I sighed. Opposing Magnolia was like trying to stop a combination of charging bull and pleading kitten. I also knew she honestly cared. If I’d ever expressed interest in acquiring a man, she’d have been hauling them in by the truckload long before this.
“Where’s his home?”
“I think he used to live in California.” Magnolia airily waved a hand. “But the world is his home now. He lives in his motor home.”
No rooted home? I found that difficult to comprehend. Harley and I had talked about traveling but never about giving up our home. I rubbed a row of itchy mosquito bites on my leg.
“Is he into genealogy?”
“Well, no . . .” Magnolia frowned at this flaw I’d so quickly uncovered.
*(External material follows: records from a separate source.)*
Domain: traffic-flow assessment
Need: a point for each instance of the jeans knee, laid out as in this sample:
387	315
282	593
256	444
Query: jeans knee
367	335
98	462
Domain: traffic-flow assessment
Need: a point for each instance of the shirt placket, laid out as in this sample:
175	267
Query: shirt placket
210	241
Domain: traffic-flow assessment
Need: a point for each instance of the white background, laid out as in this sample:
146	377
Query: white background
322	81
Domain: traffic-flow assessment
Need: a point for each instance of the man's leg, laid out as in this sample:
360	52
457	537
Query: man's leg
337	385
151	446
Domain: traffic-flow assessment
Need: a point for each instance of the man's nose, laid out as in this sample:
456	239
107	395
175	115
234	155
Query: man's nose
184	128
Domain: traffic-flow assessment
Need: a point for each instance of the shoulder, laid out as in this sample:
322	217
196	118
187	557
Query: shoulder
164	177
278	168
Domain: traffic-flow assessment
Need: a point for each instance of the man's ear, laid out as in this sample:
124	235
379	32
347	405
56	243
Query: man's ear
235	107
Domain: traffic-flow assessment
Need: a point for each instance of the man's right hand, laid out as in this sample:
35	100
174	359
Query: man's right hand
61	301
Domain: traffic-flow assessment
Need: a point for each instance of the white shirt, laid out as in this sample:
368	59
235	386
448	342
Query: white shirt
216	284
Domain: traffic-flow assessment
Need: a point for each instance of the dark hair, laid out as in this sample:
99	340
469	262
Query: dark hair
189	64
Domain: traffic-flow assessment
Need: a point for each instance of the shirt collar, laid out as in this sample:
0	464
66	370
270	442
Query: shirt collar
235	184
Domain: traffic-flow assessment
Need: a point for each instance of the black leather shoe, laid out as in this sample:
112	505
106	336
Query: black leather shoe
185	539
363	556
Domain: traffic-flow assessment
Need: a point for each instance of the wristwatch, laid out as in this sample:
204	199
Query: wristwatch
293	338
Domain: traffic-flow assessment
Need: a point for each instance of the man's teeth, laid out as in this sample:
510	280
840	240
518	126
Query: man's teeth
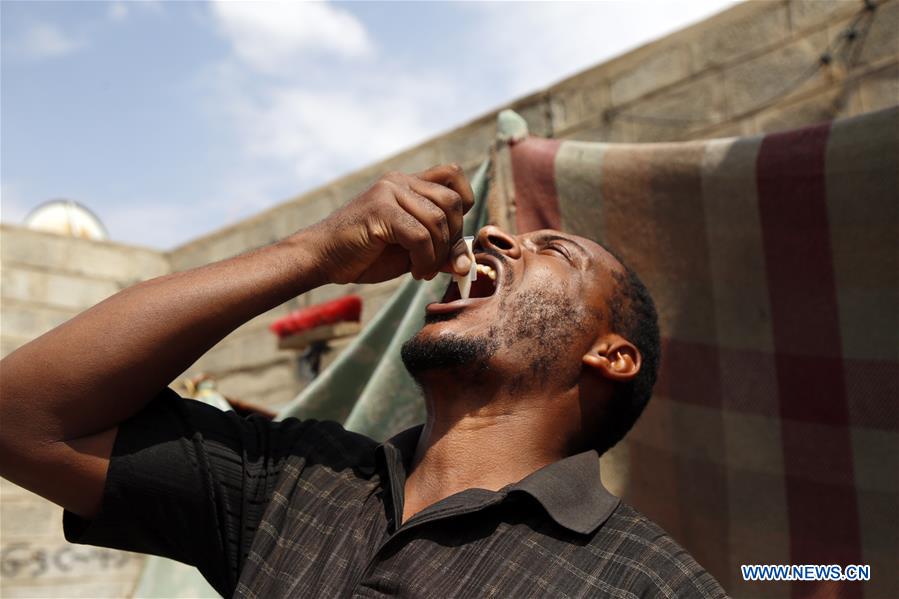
484	269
Then she brightened. “But he has a fabulous head of hair. And not a trace of potbelly. Every morning he was out jogging around the RV park there in Arizona. And he reads a lot, just like you.”
“Does he know you’re planning to serve him up like an hors d’oeuvre to the widow down the street?”
“He’s a writer, so you’re going to have so much in common.”
I noted that Magnolia had dodged my hors d’oeuvre question. The homeless but fabulously haired, non-potbellied Mac had no idea a booby trap was waiting for him. “I’m not a writer,” I pointed out. “So I don’t see the connection.”
Magnolia dismissed that objection with another of her all-purpose airy waves. “Books, Ivy, books. No one knows more about words and books than you do, after all those years in the library. Mac does these fantastic articles about fabulous places for travel magazines. That’s why he lives on the road and travels all the time. I’m sure he’ll probably do a book one of these days.”
“Thanks so much, but—”
“I’m simply not going to take no for an answer,” Magnolia declared. She frowned, pulling insulation pink lips into a down-turned bow, and shot me a sideways glance. “This sleeping in the daytime is not a healthy sign, you know. I’m concerned.”